罹災した建物は、昭和四三年と四五年に相次いで建てられた、ともに木造平屋瓦葺きトタン張りの種豚飼養及び繁殖舎二棟と糞尿処理施設一棟を加えた計三棟であり、延べ面積合計一、一〇〇・二六m2を全焼したものである。出火当時、養豚場二棟には種豚七頭、母豚一七二頭、幼豚一、一九一頭が飼育されていた。

 

四 活動概要

(一) 出動途上の状況

七月二五日午前四時三八分「養豚場が燃えている。大きな音がする。」との一一九番通報を受け、第一出場を指令、タンク車三台と救助工作車の出動、地元消防団及び地区自衛消防団への通報連絡を行うとともに非番職員を召集した。

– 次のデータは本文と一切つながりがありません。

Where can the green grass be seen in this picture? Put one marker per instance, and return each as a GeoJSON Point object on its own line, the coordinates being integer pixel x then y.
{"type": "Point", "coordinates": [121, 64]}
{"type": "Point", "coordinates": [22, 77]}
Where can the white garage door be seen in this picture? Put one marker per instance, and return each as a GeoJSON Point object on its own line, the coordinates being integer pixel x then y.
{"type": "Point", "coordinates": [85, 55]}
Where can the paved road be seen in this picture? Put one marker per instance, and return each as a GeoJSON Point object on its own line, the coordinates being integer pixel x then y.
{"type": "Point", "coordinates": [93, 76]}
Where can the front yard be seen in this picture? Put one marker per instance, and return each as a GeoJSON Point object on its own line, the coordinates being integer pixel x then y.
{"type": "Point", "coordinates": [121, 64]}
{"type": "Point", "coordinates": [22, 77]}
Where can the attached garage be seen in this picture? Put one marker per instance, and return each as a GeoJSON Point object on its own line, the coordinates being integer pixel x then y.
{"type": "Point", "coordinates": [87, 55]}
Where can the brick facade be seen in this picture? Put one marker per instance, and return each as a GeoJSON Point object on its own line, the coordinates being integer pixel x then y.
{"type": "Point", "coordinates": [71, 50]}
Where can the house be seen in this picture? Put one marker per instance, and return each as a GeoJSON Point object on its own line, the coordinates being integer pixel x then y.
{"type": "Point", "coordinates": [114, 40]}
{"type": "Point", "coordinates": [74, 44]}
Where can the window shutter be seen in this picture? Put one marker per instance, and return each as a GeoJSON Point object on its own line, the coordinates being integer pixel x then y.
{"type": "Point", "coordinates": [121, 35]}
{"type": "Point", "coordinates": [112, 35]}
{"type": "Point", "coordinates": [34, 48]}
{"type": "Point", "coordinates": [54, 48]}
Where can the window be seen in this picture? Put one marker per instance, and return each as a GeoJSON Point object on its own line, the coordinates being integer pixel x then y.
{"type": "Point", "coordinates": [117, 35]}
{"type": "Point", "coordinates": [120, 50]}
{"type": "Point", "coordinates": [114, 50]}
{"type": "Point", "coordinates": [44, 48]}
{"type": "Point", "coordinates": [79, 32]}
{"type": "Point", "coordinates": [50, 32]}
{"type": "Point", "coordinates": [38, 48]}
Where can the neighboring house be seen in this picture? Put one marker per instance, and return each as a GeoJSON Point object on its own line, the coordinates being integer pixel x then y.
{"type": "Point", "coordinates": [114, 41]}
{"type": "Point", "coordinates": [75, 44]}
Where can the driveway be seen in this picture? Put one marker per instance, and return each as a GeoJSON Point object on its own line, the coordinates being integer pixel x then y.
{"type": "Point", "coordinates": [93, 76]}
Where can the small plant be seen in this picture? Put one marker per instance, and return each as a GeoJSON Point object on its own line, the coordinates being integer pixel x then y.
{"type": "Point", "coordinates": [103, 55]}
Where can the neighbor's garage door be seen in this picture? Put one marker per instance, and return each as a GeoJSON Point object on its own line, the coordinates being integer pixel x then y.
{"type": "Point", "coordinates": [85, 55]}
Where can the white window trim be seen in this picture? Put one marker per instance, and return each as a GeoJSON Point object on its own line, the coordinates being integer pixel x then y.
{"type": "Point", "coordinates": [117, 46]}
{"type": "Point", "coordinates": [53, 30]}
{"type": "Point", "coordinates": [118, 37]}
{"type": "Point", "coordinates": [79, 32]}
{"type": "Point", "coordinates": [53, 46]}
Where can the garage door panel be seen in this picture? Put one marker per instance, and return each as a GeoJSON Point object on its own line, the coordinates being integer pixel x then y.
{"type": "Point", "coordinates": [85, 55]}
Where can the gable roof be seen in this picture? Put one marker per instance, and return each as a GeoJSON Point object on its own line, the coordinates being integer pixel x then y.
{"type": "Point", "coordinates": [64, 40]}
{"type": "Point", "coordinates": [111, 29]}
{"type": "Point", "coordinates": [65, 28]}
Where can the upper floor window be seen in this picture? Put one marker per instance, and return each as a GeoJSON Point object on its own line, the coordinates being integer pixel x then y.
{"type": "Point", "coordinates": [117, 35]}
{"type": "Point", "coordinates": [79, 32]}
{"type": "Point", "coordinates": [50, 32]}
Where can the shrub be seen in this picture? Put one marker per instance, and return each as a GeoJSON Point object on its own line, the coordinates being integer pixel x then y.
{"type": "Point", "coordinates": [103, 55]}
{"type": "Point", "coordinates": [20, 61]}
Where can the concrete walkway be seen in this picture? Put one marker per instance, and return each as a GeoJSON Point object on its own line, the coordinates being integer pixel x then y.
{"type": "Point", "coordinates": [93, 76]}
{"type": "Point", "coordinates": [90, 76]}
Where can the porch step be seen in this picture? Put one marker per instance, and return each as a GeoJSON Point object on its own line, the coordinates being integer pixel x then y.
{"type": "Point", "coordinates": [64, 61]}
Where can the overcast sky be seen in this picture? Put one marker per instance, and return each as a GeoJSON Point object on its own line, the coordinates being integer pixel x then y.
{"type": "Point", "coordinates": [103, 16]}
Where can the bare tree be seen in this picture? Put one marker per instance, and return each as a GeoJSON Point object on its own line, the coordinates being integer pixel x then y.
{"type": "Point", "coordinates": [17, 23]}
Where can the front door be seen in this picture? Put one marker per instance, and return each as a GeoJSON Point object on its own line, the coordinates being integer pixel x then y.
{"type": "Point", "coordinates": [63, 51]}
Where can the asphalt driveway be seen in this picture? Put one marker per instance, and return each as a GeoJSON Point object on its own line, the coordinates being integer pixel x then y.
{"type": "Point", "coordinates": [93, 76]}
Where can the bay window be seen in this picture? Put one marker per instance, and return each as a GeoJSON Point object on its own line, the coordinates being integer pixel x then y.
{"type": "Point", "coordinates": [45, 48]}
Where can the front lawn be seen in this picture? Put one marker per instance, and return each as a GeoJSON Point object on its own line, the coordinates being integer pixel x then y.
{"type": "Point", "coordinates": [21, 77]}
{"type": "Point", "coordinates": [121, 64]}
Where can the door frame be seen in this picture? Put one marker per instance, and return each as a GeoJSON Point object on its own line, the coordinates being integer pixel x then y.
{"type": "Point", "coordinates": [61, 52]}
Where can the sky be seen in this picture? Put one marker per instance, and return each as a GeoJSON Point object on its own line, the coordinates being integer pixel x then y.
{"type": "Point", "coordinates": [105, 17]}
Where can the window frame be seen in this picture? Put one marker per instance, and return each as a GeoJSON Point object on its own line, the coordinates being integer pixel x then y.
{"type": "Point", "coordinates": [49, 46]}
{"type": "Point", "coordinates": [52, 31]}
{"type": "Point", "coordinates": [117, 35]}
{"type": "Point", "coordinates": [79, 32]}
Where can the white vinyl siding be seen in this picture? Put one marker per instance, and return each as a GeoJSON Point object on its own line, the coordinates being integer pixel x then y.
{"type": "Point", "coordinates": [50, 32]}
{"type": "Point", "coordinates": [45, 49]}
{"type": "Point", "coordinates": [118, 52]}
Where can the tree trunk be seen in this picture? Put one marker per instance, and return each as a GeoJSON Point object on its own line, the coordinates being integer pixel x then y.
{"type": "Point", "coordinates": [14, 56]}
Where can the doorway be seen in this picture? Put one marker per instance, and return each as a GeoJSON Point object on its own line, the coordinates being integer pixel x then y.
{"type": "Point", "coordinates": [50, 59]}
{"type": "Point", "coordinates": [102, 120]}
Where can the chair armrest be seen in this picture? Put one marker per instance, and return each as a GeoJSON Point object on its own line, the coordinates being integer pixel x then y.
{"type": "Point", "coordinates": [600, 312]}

火災現場は、最寄りの寺井消防署から北東方向二・五kmに位置し、現場へ急行する小隊長は、未明の空を覆う大量の黒煙を視認した。更に接近するにつれ全体に火が廻った三棟の建物とガスボンベ数本が青白い閃光とともに大音響を発して爆発している現場状況を確認し、指令室に対し第二出場を要請した。

(二) 先着隊現場到着時の状況

現場到着時、既に三棟とも建物全体が火炎に包まれ最盛期を迎えようとしていた。豚の絶叫は聞こえるがガスボンベの爆発は断続的に続いており、水利部署直前にも二回の爆発音とともに車体が激しく揺れる。豚舎内には一、五〇〇頭の豚がいるとの情報を得たが、猛烈な火勢と輻射熱、ガスボンベの破裂と飛散のため接近するのも困難な状況であった。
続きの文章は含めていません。